On Friday, a newly created legislative commission met virtually for the first time to begin addressing the massive deficit in the Unemployment Insurance Trust Fund, which has ballooned amid a crush of pandemic-fueled layoffs and business closures.
Rosalie Acosta, secretary of the state Executive Office of Labor and Workforce Development and a member of the panel, said the state distributed about $22 billion in federal and state jobless benefits last year to more than 1 million workers who were sidelined to prevent the spread of the coronavirus.
About $6 billion of that was distributed from the state's trust fund, she said, the remainder from federal programs.
"It has been an unprecedented year," Acosta told the panel. "Never in the history of unemployment has the system paid out $22 billion in benefits."
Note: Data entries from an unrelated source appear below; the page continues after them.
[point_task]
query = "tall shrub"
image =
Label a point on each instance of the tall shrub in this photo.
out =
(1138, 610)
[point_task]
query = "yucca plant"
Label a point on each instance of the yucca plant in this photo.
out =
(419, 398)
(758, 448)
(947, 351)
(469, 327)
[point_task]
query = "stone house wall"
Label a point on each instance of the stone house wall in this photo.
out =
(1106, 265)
Gov. Charlie Baker's administration has borrowed more than $2.2 billion from the federal government to continue paying claims during the pandemic. That will push the trust fund deficit to more than $4 billion by the end of the year.
Acosta said the state needs to begin paying down what it owes, otherwise there will be a "long term and obviously negative effect on employers."
"That would increase our employer contributions to unsustainable levels," she said.
The fund's red ink is driving up rates paid by employers. Legislation signed by Baker last month was supposed to ease the fiscal impact on businesses, but many have still been saddled with higher rates.
While the state has seen a decline recently in the number of new unemployment claims, more than 500,000 people are still getting benefits through the system. Acosta said about 90,000 of those workers collect state benefits, while the remainder are on the federal programs.
A $ 1.9 trillion federal relief bill signed by President Joe Biden in March extended federal jobless programs to September, including a $300 per week benefit.
The commission addressing the insurance fund's deficit includes lawmakers and academics, representatives of building trades and business groups, legal aid attorneys, social justice groups, community organizations and policy experts.
Business leaders are hoping the commission will look at overhauling benefits paid out by the system, which are among the most generous in the nation. In the short-term, they want the state to tap into an expected $4.5 billion in federal relief funds to bring down the deficit.
The panel is required to present a report on its findings and recommendations by the end of the year.
Sen. Pat Jehlen, D-Somerville, co-chair of the commission, said the unemployment system "has been central in keeping both individuals and businesses afloat during the pandemic."
"Our job in this commission is to ensure that the unemployment system is strong, solvent and there for future downturns," she said. "We have to find a way to fund the system that was so crucial to our residents in our economy."